転生令嬢は騎士からの愛に気付かない
 直後、鮮やかなドレスを着た令嬢がアシュリーの視界に映る。

「もう、ジェラルド様ったら足がお早いんだから。どこへ行ってしまったのかしら」
「この先には図書館しかありませんし……もしかしたら殿下のご命令で、ローウェル様のところに行かれているのかもしれませんわ」

 そう話しながら、数人の少女がアシュリーの視界の先──廊下をヒールの音を立てながら歩いていく。
 このまま、こちらには気付かずに通り過ぎてくれればいい。そんな願いを込めたアシュリーだったけれど、現実がそう上手く行くはずがなく。
 彼女たちのうち、ひとりの視線がベンチに座っているアシュリーに向いた。そのことで他の娘たちの視線も集めることになり、その迫力に思わず肩を揺らしてしまう。
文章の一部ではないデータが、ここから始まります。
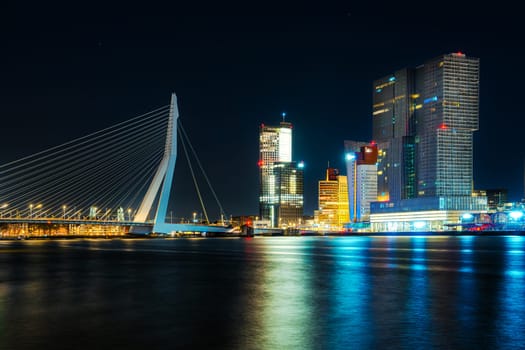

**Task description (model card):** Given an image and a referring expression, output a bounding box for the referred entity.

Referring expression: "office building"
[345,141,378,222]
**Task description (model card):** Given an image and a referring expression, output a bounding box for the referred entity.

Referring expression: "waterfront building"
[370,53,487,231]
[258,121,303,227]
[345,141,378,222]
[315,168,349,229]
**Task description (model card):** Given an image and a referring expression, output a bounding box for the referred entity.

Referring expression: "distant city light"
[423,96,437,104]
[509,210,523,220]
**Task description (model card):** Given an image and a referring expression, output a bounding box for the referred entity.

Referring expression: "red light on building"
[357,143,378,164]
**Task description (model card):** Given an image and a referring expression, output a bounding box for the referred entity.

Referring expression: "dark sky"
[0,2,525,219]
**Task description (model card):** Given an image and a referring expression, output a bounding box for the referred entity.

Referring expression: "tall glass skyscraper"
[416,53,479,197]
[258,121,304,227]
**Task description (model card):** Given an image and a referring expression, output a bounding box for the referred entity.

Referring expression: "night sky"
[0,2,525,219]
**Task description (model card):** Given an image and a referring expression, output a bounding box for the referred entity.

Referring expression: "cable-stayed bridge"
[0,94,231,234]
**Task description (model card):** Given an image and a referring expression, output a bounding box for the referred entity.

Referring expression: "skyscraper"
[315,168,349,229]
[345,141,378,222]
[371,53,486,229]
[258,121,303,227]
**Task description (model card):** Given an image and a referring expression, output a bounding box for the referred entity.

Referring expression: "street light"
[35,203,42,214]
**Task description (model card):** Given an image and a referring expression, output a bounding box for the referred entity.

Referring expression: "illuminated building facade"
[371,53,487,231]
[345,141,378,222]
[315,168,349,229]
[372,68,419,201]
[258,121,304,227]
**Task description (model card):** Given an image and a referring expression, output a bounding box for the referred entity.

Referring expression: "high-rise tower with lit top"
[258,116,304,227]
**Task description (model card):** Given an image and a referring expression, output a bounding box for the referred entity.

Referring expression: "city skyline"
[0,2,525,215]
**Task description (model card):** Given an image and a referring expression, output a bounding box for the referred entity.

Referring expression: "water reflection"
[496,237,525,348]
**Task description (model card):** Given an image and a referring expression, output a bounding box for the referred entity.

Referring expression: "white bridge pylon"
[131,93,230,234]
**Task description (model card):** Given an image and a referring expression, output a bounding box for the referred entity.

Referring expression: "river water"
[0,236,525,349]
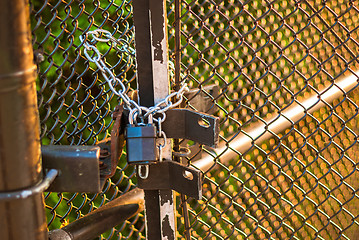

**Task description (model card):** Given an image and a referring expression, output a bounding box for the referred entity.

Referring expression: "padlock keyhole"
[198,118,211,128]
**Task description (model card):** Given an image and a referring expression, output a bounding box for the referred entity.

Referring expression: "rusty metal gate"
[26,0,359,239]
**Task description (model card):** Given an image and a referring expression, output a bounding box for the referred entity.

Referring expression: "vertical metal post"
[0,0,47,240]
[133,0,176,240]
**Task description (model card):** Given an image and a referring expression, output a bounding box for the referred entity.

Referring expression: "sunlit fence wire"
[31,0,359,239]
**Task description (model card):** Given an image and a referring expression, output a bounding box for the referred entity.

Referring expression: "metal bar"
[133,0,176,240]
[193,72,359,171]
[50,71,358,240]
[0,0,47,240]
[49,188,144,240]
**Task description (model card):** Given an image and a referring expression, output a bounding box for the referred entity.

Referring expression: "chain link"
[80,29,189,161]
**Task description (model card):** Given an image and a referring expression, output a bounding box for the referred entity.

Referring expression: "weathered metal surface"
[137,161,202,199]
[184,85,219,114]
[0,169,59,201]
[110,104,125,178]
[49,188,144,240]
[0,0,47,240]
[193,73,358,171]
[162,109,219,147]
[41,145,101,193]
[132,0,175,237]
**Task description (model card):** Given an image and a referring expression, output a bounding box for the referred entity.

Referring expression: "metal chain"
[80,29,189,161]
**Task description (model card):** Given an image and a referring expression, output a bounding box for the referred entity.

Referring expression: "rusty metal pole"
[0,0,47,240]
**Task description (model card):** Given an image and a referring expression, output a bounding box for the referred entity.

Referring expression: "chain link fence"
[31,0,359,239]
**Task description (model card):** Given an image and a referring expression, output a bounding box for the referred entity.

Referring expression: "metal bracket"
[137,161,202,200]
[162,108,219,147]
[41,145,101,193]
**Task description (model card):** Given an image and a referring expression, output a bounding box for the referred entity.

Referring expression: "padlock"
[126,113,156,165]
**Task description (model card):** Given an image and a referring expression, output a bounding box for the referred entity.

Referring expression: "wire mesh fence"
[31,0,359,239]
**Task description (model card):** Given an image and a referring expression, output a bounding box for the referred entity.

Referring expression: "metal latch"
[137,161,202,200]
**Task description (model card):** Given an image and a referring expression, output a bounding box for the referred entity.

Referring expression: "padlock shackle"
[128,106,153,125]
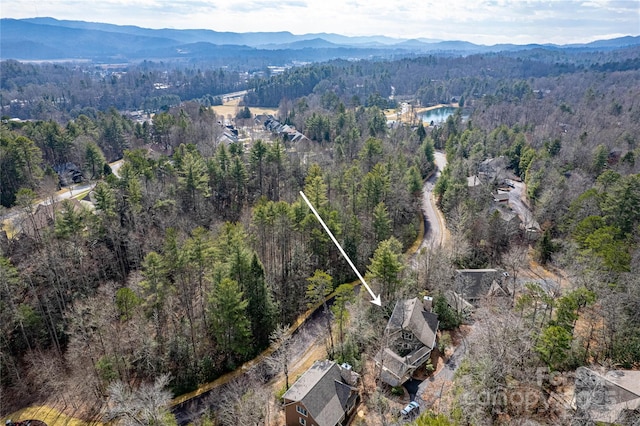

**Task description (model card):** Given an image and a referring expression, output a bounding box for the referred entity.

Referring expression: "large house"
[375,297,439,386]
[283,360,360,426]
[445,269,510,313]
[575,367,640,425]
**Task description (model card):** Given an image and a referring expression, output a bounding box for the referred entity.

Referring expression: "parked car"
[400,401,420,418]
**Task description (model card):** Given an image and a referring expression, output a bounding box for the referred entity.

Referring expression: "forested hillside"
[0,42,640,424]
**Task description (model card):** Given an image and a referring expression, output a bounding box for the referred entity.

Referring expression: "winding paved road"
[172,152,448,425]
[420,151,448,249]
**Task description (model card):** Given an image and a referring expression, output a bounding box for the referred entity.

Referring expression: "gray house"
[375,297,439,386]
[575,367,640,426]
[445,269,510,312]
[283,360,360,426]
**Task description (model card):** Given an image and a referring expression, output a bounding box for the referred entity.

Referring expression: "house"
[454,269,509,305]
[18,198,84,238]
[491,190,509,203]
[574,367,640,425]
[283,360,360,426]
[375,297,439,386]
[53,163,84,186]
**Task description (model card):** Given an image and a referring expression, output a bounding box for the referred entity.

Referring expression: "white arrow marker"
[300,191,382,306]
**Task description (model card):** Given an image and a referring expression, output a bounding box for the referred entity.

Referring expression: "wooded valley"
[0,47,640,424]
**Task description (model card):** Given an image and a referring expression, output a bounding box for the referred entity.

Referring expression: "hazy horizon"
[0,0,640,45]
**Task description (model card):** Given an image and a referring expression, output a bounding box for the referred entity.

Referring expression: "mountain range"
[0,17,640,65]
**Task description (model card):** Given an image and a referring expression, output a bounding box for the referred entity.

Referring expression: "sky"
[0,0,640,45]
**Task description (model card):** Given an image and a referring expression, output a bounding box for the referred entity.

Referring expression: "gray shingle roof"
[283,360,356,426]
[386,297,438,349]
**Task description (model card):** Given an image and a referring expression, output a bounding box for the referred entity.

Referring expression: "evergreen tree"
[209,278,251,366]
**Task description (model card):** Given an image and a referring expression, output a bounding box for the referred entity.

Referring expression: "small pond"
[418,107,458,124]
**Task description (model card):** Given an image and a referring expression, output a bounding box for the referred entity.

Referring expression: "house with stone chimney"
[282,360,360,426]
[374,296,439,386]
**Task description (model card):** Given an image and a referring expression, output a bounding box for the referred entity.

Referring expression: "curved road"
[420,151,449,249]
[172,151,448,425]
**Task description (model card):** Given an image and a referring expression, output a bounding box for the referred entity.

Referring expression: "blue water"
[419,107,458,124]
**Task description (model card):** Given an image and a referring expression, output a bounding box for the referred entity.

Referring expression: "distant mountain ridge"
[0,17,640,64]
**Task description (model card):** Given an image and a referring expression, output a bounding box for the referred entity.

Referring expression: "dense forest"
[0,44,640,424]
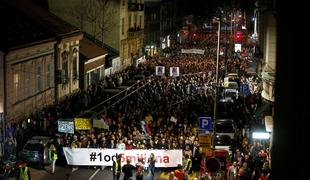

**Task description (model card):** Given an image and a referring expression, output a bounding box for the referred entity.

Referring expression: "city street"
[30,166,201,180]
[30,166,160,180]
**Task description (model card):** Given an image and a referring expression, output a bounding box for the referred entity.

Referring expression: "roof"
[0,0,82,52]
[80,38,107,59]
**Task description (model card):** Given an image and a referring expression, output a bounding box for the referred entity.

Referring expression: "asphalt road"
[30,166,163,180]
[28,166,201,180]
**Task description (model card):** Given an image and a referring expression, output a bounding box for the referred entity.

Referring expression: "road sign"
[240,83,250,97]
[198,117,212,131]
[206,157,221,173]
[198,134,211,148]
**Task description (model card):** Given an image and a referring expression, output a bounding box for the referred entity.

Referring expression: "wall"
[5,42,55,121]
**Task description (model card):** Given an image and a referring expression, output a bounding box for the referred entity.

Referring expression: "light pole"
[212,14,221,157]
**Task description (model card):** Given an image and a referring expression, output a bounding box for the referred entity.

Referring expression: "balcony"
[262,71,275,102]
[128,2,144,11]
[128,28,144,38]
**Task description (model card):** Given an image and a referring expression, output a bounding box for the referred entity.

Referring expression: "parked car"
[19,136,53,164]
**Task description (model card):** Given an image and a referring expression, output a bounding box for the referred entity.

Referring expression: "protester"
[113,154,122,180]
[122,159,135,180]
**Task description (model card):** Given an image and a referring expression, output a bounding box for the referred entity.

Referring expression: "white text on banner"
[63,147,182,167]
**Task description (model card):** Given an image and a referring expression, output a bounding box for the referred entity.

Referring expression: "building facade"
[79,37,107,89]
[144,0,162,57]
[48,0,144,68]
[0,0,83,122]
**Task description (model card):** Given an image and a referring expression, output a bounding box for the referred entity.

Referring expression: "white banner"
[63,147,182,167]
[181,49,205,54]
[170,67,180,77]
[155,66,165,76]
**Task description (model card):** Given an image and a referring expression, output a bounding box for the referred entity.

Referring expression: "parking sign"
[198,117,212,131]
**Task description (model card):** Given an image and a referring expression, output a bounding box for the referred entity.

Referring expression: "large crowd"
[0,31,270,179]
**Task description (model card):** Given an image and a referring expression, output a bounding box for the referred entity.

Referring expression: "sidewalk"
[30,166,71,180]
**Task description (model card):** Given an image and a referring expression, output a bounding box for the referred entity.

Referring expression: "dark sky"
[179,0,254,16]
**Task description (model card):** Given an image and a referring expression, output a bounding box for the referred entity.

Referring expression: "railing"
[128,2,144,11]
[128,29,144,38]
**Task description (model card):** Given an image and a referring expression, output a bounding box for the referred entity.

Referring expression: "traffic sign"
[240,83,250,97]
[206,157,221,173]
[198,117,212,131]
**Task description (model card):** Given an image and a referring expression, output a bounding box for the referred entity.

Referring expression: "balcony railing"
[128,28,144,38]
[128,2,144,11]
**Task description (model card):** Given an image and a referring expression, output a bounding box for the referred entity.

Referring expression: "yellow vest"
[19,166,29,180]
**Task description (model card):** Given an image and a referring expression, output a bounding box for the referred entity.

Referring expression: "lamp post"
[212,14,221,157]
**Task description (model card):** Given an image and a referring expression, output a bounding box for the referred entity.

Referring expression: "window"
[35,65,41,93]
[14,72,19,102]
[61,61,68,84]
[61,51,68,83]
[139,15,142,29]
[122,18,124,34]
[72,49,78,79]
[45,64,51,88]
[134,13,137,29]
[25,69,32,98]
[128,12,131,29]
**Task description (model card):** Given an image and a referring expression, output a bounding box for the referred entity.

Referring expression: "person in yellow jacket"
[183,154,192,176]
[48,144,58,174]
[17,162,31,180]
[113,154,122,180]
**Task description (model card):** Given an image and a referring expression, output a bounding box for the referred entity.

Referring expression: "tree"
[95,0,116,45]
[68,0,115,42]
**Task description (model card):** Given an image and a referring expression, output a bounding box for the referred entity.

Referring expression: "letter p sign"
[198,117,212,131]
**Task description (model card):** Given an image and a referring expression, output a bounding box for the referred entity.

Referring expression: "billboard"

「そこのあなた、ジェラルド様がこちらにいらっしゃらなかったかしら」

 問い掛けられて、アシュリーはぎくりとする。
 恐らく彼女たちの家の方が爵位は上だろう。それは遠目でも、身に付けているドレスの豪華さを見ればわかる。
 女性を敵に回すのは恐ろしい。それはアシュリーが前世でも今生でも共通して知っている事実だ。
 けれど脅されたとは言え、ジェラルドに了承の返事をしてしまったので彼を裏切ることはできない。
 ただ理由はそれだけではなく、彼が浮かべた安堵の表情を思い出し、この場を何とか誤魔化そうと、アシュリーは口を開いた。

「ジェラルド様、ですか? ……ええと、さっき図書館の方へ向かって行った方がいたんですが、その方でしょうか? ごめんなさい、ぼーっとしていたので顔まではきちんと見ていなくて……」
「その方は白い騎士服を着ていて?」
「……いたと、思います……けど」
「そう」

 アシュリーの返事に彼女たちは顔を見合わせた。そしてもう興味がないと言わんばかりに、床と擦れ合うヒールの音を響かせながら図書館の方へ早歩きで去っていった。